Effect of Ni-Co addition on Pd promoted Al2O3 catalysts for dry reforming of methane

Abstract

This study investigates the effectiveness of x Ni – (5 – x) Co / 5 Pd – Al2O3 (where x=0, 1.25, 2.5, 3.75, and 5) bimetallic catalysts and the influence of the Pd on their activity in the dry reforming of methane. Comprehensive characterization techniques including XRD, TPR, TPD, SEM, TGA, and Raman analysis are employed to examine the catalysts. XRD analysis of the calcined catalysts reveals the presence of multiple oxides such as NiO, CoO, Co3O4, and PdO. The metal-support interaction and the particle sintering of the catalysts depend on the amount of Co loading, for higher Co loadings (> 2.5 wt%) resulted in weakened metal-support interaction as indicated by TPR analysis.
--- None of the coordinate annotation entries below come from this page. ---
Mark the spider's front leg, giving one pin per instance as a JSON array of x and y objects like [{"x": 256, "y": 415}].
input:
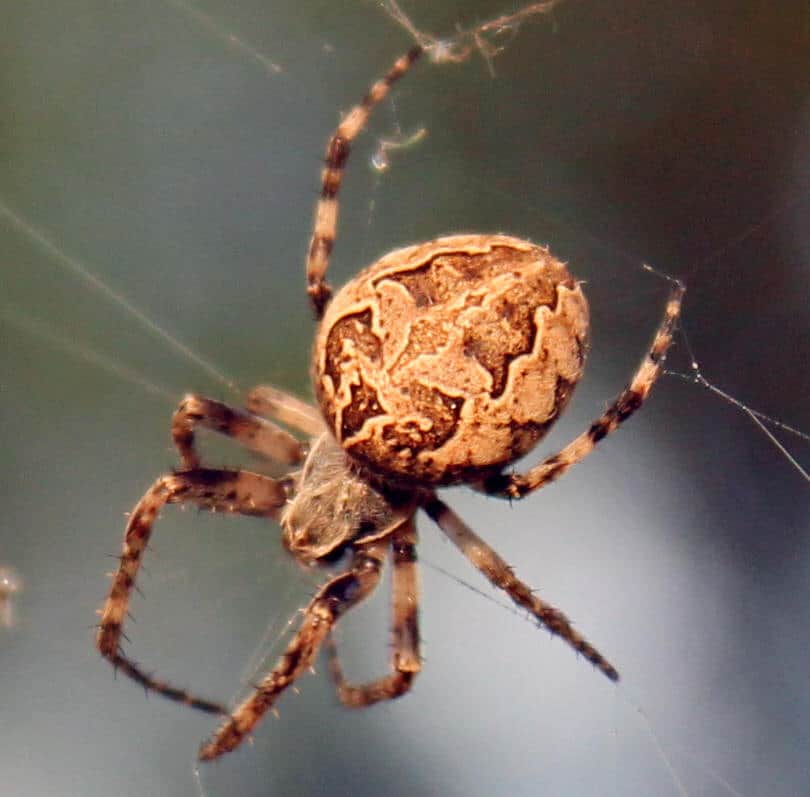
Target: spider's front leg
[
  {"x": 247, "y": 429},
  {"x": 331, "y": 601},
  {"x": 406, "y": 662},
  {"x": 223, "y": 490},
  {"x": 516, "y": 485}
]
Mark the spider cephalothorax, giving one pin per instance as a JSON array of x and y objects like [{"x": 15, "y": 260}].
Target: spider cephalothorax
[{"x": 441, "y": 363}]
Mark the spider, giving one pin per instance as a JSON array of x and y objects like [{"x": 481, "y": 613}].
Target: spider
[{"x": 439, "y": 364}]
Also, the particle sintering was observed with an increase in Co loading observed from SEM and TEM analysis. The activity analysis demonstrates that the 5 Ni / 5 Pd – Al2O3 catalysts exhibit superior performance in terms of both CH4 (59%) and CO2 (64%) conversions, as well as stability, compared to the Ni-Co bimetallic catalyst. The addition of Co leads to decreased activity, Furthermore, TGA analysis indicates minimal carbon deposition on the 5 Ni / 5 Pd – Al2O3 catalyst during the 7-hour activity study. Notably, Raman analysis reveals a lower presence of graphitic carbon on the catalyst, which contributes to its stable catalytic activity. The presence of Pd in the 5 Ni catalyst reduces carbon deposition and enhances its activity. However, in the case of the Ni-Co bimetallic catalyst, the promotional effect of Pd appears to be negligible. Overall, these findings emphasize the promising potential of the 5 Ni / 5 Pd – Al2O3 catalyst for efficient and stable dry reforming of methane.